Jusque là, rien que de banal. Mais il ajoute quelques remarques et suggestions, et indique que si je les intégrais au texte, il pourrait reconsidérer sa décision.

Gros remue-méninges de ma part. D’un côté, j’avais certes envie d’être publiée. De l’autre, cet éditeur ne faisait pas partie de mes préférés, pour diverses raisons. Je l’avais sélectionné parce qu’il publiait parfois des romans policiers historiques, mais ce n’était pas non plus sa spécialité. Bref ce ne serait pas non plus une grosse perte s’il disait non. Finalement, j’ai décidé de ne pas réécrire le texte dans le vague espoir de satisfaire cet éditeur. J’étais déjà engagée dans la rédaction d’un autre roman, de toute façon, et cela me semblait du temps mieux employé. J’ai donc répondu poliment, sans m’engager.

Mais j’ai tout de même réfléchi aux suggestions.

C’étaient pour l’essentiel des questions sur ce que le lecteur savait ou pas de mes personnages et de leurs motivations. Autour du protagoniste, notamment.

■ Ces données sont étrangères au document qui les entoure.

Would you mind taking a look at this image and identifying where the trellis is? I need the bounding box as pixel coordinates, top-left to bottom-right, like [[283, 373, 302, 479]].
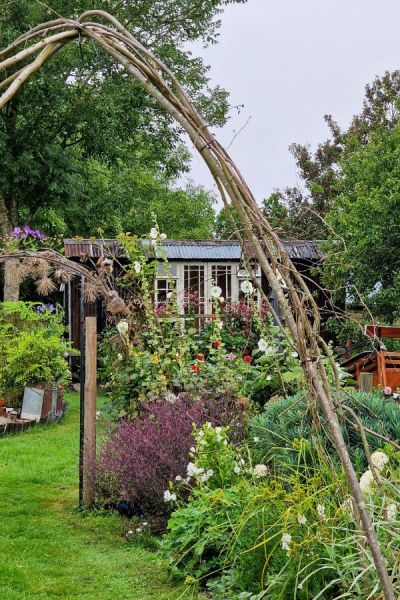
[[0, 10, 395, 600]]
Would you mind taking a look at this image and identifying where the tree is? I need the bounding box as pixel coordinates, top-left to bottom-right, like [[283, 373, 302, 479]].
[[0, 0, 245, 297], [324, 125, 400, 322], [267, 71, 400, 239]]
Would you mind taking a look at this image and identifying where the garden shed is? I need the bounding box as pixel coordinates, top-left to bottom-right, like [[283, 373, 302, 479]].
[[64, 239, 329, 347]]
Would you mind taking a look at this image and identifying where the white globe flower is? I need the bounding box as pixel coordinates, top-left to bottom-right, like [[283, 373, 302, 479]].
[[117, 320, 129, 335], [386, 502, 397, 521], [164, 490, 176, 502], [150, 227, 158, 240], [253, 465, 268, 479], [317, 504, 325, 519], [257, 338, 269, 352], [360, 472, 375, 494], [240, 281, 254, 296], [297, 515, 307, 525], [211, 285, 222, 298], [281, 533, 292, 552]]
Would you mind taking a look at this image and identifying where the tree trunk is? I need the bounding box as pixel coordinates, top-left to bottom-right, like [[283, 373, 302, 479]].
[[0, 191, 21, 302]]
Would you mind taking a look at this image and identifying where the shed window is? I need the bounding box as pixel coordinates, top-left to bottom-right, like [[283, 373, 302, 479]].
[[184, 265, 205, 314], [211, 265, 232, 302]]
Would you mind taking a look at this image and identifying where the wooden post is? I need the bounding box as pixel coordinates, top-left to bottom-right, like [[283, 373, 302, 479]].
[[82, 302, 97, 507], [360, 373, 374, 392]]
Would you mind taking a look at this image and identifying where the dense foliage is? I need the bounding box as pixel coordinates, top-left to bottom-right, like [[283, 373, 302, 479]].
[[0, 302, 71, 405], [0, 0, 247, 237]]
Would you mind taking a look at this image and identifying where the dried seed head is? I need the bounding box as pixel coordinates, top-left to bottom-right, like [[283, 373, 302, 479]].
[[83, 281, 99, 302], [36, 277, 57, 296], [53, 269, 72, 284]]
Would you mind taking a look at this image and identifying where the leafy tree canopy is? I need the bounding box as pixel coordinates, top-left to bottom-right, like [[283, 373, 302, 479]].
[[0, 0, 245, 235]]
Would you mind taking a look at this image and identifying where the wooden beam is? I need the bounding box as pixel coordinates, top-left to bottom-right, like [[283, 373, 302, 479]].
[[82, 302, 97, 507]]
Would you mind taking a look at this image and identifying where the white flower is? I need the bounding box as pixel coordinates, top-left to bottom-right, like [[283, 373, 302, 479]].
[[297, 515, 307, 525], [386, 502, 397, 521], [240, 281, 254, 295], [117, 320, 129, 335], [211, 285, 222, 298], [253, 465, 268, 479], [281, 533, 292, 552], [360, 468, 375, 494], [164, 490, 176, 502], [371, 450, 389, 471], [186, 463, 204, 477], [257, 338, 268, 352]]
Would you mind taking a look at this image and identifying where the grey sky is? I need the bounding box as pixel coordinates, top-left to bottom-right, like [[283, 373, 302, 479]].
[[186, 0, 400, 201]]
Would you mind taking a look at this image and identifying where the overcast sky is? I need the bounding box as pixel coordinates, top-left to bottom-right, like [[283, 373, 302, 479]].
[[185, 0, 400, 201]]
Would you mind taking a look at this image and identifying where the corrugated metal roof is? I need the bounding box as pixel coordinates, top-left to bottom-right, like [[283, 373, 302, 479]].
[[163, 240, 241, 261], [64, 239, 322, 262]]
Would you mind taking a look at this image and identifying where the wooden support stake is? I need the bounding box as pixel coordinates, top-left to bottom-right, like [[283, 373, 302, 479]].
[[360, 373, 374, 392], [82, 303, 97, 507]]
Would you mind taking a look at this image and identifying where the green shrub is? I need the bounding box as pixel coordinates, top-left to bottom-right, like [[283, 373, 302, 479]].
[[250, 391, 400, 471], [0, 302, 71, 403]]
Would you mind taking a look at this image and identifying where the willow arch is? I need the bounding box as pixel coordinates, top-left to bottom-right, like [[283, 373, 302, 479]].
[[0, 10, 395, 600]]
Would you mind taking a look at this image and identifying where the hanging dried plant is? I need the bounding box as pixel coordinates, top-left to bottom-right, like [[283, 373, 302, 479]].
[[97, 256, 113, 278], [107, 292, 129, 316], [25, 257, 49, 278], [36, 276, 57, 296], [53, 269, 72, 284]]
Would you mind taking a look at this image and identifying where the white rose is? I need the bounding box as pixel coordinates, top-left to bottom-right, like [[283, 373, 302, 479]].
[[117, 320, 129, 335], [211, 285, 222, 298], [240, 281, 254, 296], [253, 465, 268, 479]]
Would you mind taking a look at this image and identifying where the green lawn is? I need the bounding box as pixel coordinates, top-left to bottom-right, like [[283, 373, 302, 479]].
[[0, 394, 192, 600]]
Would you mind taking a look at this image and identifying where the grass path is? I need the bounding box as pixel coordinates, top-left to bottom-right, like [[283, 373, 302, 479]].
[[0, 395, 190, 600]]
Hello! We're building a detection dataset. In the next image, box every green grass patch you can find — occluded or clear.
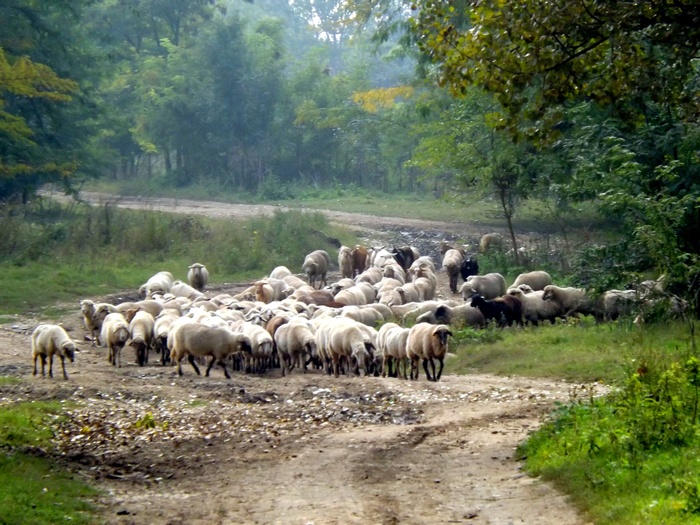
[0,451,97,525]
[0,201,356,316]
[0,401,63,448]
[449,318,690,383]
[508,322,700,525]
[0,400,97,525]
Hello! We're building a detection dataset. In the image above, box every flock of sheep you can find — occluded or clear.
[32,236,682,381]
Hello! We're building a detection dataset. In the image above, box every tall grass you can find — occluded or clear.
[0,401,97,525]
[0,199,356,316]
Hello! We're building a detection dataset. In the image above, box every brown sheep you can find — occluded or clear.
[32,324,77,380]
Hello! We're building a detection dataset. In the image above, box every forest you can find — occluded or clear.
[0,0,700,302]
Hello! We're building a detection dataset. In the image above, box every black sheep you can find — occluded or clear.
[459,257,479,281]
[471,294,523,326]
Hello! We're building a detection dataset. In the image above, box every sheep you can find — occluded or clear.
[80,299,117,346]
[316,317,372,377]
[438,240,466,257]
[254,277,294,303]
[377,323,410,379]
[406,255,435,277]
[187,263,209,292]
[301,250,331,289]
[282,275,309,290]
[340,306,385,326]
[355,266,384,285]
[153,308,180,366]
[479,233,506,253]
[350,244,368,278]
[270,266,292,279]
[396,283,425,304]
[170,281,205,301]
[129,310,155,366]
[413,265,438,301]
[32,324,78,381]
[542,284,595,317]
[510,270,552,292]
[370,248,394,268]
[170,322,252,379]
[459,257,479,281]
[459,272,506,301]
[102,312,131,367]
[139,271,173,298]
[416,304,486,327]
[338,246,353,278]
[274,321,317,376]
[471,294,523,326]
[596,290,639,321]
[324,277,355,295]
[508,288,563,326]
[236,322,273,374]
[394,246,418,270]
[333,286,367,306]
[442,249,464,293]
[406,323,452,381]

Mais il y avait aussi une remarque qui m’a semblé au premier abord un peu absurde : il trouvait que ça manquait de femmes !

Sur le moment, je me suis demandé s’il avait lu en entier le manuscrit. Il y a en effet dans Du sang sur les dunes plusieurs personnages féminins bien distincts, dont deux jouent un rôle absolument clef. D’où pouvait provenir cette impression ? À force de réfléchir, et d’essayer de me mettre à la place du lecteur, j’ai fini par réaliser que ces personnages n’étaient pas présents au tout début du roman, mais qu’on les découvrait à partir du troisième chapitre environ.

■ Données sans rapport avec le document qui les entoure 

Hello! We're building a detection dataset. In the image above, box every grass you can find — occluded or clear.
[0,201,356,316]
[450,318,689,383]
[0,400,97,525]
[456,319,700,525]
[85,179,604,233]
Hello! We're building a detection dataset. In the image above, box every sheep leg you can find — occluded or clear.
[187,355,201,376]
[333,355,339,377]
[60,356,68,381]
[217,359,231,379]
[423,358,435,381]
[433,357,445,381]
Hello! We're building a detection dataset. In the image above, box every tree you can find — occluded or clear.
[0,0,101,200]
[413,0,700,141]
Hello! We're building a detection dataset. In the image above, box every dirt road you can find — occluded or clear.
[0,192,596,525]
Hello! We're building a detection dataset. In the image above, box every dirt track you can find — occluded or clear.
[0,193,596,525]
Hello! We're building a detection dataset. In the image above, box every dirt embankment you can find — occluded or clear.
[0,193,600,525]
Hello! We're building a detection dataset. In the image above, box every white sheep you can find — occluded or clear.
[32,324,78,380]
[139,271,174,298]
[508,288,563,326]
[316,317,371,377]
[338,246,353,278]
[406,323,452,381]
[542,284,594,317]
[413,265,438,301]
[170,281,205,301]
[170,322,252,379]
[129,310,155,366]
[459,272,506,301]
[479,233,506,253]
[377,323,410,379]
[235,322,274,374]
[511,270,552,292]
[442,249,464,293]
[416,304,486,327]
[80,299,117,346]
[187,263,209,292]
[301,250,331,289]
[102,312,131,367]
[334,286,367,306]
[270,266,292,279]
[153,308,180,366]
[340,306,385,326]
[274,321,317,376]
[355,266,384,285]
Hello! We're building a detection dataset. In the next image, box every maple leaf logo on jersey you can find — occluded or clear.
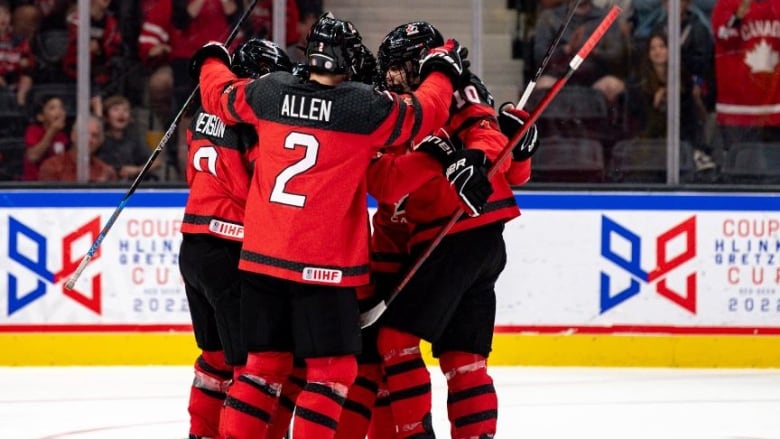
[745,39,780,73]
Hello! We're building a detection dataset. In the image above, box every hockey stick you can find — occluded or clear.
[517,0,581,109]
[65,0,257,290]
[360,5,621,328]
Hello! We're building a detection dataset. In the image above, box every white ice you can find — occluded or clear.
[0,366,780,439]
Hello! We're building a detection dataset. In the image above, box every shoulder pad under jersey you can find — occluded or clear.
[450,73,495,112]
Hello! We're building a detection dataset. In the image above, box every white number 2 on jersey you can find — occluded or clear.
[271,133,320,207]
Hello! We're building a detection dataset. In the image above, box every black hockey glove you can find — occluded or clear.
[190,41,230,82]
[420,39,468,88]
[415,129,463,168]
[498,102,540,162]
[444,149,493,216]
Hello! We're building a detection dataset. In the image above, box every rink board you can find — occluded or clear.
[0,190,780,367]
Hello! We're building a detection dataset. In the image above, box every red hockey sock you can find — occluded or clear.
[335,364,382,439]
[219,352,292,439]
[378,327,433,438]
[293,355,357,439]
[268,366,306,439]
[188,351,233,437]
[439,352,498,439]
[368,379,395,439]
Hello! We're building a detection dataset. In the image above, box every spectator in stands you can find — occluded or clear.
[10,1,41,42]
[62,0,122,111]
[104,0,146,108]
[534,0,627,102]
[27,0,71,29]
[138,0,241,178]
[40,115,117,183]
[97,95,160,180]
[0,0,35,107]
[628,31,715,171]
[712,0,780,149]
[240,0,300,58]
[22,96,68,181]
[633,0,715,111]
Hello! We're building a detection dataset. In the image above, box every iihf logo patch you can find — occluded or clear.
[303,267,341,284]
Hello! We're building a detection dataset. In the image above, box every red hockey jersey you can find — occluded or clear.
[712,0,780,126]
[200,60,452,286]
[181,109,257,241]
[368,76,520,246]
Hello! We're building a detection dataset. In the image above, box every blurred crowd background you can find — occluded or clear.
[0,0,780,186]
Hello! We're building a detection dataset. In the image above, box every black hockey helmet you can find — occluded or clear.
[351,44,384,88]
[230,38,292,79]
[306,12,362,74]
[377,21,444,81]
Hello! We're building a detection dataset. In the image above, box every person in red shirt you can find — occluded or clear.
[356,21,538,438]
[193,14,478,439]
[712,0,780,146]
[62,0,122,104]
[0,1,35,107]
[179,39,292,439]
[22,95,68,181]
[138,0,240,179]
[39,116,117,183]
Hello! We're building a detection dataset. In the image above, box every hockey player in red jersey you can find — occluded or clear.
[362,22,536,439]
[192,14,485,439]
[179,39,292,439]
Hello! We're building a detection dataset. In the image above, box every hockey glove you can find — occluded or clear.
[444,149,493,216]
[420,39,468,88]
[190,41,230,82]
[415,128,463,167]
[498,102,539,162]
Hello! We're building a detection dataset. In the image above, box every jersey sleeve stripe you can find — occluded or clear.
[241,250,369,276]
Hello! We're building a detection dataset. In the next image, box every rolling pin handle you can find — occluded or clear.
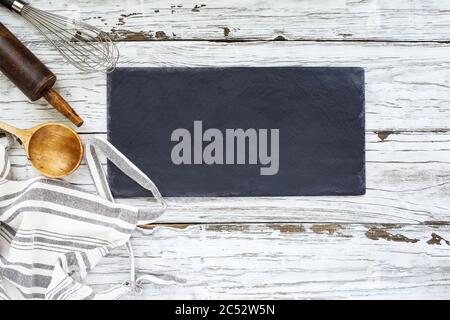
[43,88,84,127]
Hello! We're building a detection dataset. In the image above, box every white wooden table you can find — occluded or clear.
[0,0,450,299]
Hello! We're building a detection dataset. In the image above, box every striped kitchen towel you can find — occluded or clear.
[0,137,179,300]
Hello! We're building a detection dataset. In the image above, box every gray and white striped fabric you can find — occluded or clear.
[0,137,174,300]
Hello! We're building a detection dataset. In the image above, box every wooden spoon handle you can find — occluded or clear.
[43,88,83,127]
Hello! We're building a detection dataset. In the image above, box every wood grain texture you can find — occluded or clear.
[0,42,450,132]
[4,132,450,223]
[0,0,450,299]
[85,224,450,299]
[2,0,450,41]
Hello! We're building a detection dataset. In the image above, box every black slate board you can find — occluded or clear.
[108,67,365,197]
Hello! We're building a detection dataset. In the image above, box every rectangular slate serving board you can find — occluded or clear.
[108,67,365,197]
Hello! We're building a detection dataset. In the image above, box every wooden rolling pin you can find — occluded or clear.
[0,23,83,127]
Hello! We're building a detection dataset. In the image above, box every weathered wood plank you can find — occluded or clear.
[2,0,450,41]
[0,42,450,132]
[4,132,450,223]
[88,224,450,299]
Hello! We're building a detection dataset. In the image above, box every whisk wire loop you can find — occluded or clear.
[20,4,119,72]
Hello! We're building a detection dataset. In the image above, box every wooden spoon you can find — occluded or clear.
[0,122,83,178]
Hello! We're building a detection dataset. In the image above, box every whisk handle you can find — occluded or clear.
[0,0,15,9]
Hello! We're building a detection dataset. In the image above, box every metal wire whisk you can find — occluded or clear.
[0,0,119,72]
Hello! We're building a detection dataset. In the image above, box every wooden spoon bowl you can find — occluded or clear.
[0,122,83,178]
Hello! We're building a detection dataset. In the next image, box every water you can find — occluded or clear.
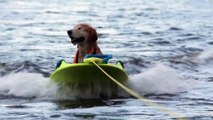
[0,0,213,120]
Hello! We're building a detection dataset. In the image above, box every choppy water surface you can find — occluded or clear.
[0,0,213,120]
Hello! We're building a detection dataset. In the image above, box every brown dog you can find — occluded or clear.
[67,24,102,63]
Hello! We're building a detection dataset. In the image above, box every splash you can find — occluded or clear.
[0,73,57,98]
[0,72,120,100]
[128,63,188,95]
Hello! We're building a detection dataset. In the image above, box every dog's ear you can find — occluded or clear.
[89,28,98,42]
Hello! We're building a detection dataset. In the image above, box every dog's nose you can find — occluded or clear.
[67,30,72,35]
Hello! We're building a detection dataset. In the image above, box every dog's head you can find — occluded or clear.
[67,24,98,45]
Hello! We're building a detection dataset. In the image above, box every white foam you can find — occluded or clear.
[128,63,187,95]
[193,50,213,64]
[0,73,57,98]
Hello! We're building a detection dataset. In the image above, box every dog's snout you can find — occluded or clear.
[67,30,72,35]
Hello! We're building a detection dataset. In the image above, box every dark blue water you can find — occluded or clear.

J’avais déjà décidé que je ne réécrirais pas de fond en comble le roman, mais je pouvais ajuster certains éléments. Je me suis donc arrangée pour mentionner dès les premières pages les noms de quelques personnages féminins qu’on rencontrerait plus tard. Histoire de signaler à celui ou celle qui lit que ce roman contenait bien de tels personnages.

Même procédé pour les questions au sujet du héros : j’ai ajouté quelques lignes pour rendre plus claire sa position et les raisons qu’il avait de mener l’enquête. C’est cette version qui a été publiée aux Éditions du 81 en 2021. Et j’en suis plutôt contente.

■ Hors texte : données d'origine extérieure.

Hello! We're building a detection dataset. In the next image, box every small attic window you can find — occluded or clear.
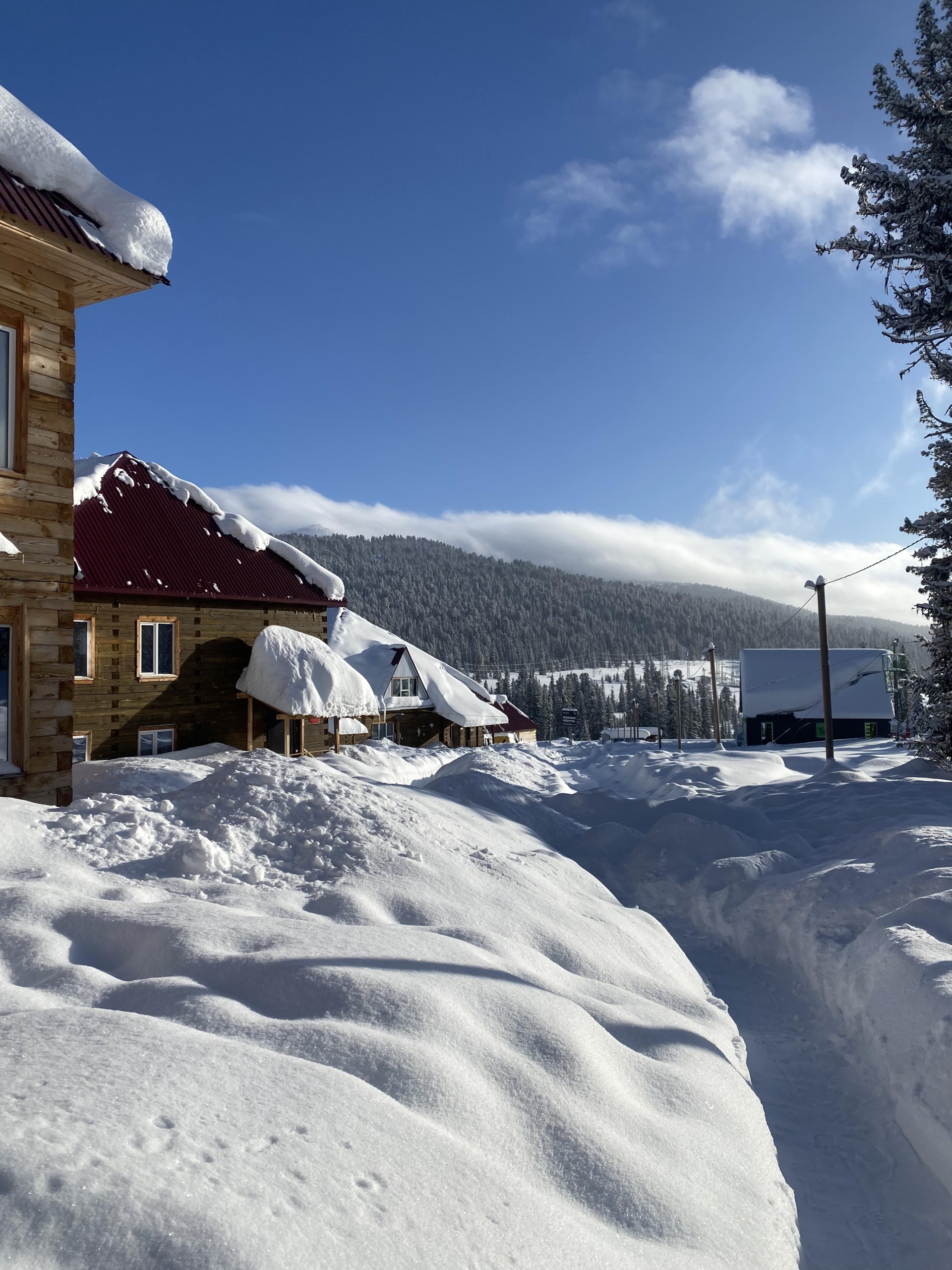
[0,326,16,469]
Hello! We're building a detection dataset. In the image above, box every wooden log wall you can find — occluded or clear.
[0,243,76,805]
[71,592,333,758]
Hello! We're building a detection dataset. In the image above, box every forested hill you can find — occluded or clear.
[282,533,915,674]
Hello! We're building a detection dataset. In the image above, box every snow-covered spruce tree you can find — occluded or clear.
[818,0,952,767]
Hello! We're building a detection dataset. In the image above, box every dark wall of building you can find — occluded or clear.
[744,715,892,746]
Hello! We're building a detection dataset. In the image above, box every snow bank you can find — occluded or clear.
[327,608,506,728]
[72,451,345,599]
[236,626,381,732]
[0,746,798,1270]
[548,742,952,1193]
[0,88,172,277]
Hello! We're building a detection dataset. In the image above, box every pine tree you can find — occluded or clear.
[818,0,952,752]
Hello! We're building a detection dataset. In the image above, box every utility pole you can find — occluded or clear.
[705,640,723,749]
[803,574,834,762]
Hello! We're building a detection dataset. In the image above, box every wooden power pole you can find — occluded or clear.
[803,574,834,762]
[706,640,723,749]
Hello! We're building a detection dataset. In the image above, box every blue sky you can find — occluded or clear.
[0,0,928,615]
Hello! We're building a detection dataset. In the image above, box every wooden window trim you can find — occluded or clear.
[72,613,97,686]
[136,617,180,681]
[134,726,179,758]
[0,305,29,476]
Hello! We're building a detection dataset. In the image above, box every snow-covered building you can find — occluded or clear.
[0,88,172,805]
[327,608,509,748]
[71,451,355,761]
[740,648,893,746]
[489,692,537,746]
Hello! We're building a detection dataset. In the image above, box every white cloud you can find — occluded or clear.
[661,66,855,238]
[208,485,919,621]
[522,159,633,243]
[698,466,833,535]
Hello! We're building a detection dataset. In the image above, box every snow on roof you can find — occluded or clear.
[236,626,381,732]
[0,88,172,277]
[72,451,344,599]
[740,648,892,719]
[327,608,506,728]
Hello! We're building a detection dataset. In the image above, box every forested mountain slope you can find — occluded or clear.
[282,533,916,674]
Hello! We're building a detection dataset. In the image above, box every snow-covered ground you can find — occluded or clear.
[0,742,952,1270]
[0,743,798,1270]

Nouvelle : « Comme des bulles de champagne »

Fascicule imprimé laser, avec une photo en couleur d'un bouchon de champagne qui saute, et les mots (de haut en bas) : "Mi-Nuit de la nouvelle", "CHAMPAGNE", "17 décembre 2022”.

C’est une habitude depuis quelques années : à l’approche de Noël, je participe à un atelier d’écriture nocturne avec des amis d’Yerres, dans l’Essonne, et les nouvelles qui en sont issues sont réunies dans un fascicule pour les participants et les membres de leur famille. Pour l’édition 2022, le thème était : le champagne. Tout à fait de saison !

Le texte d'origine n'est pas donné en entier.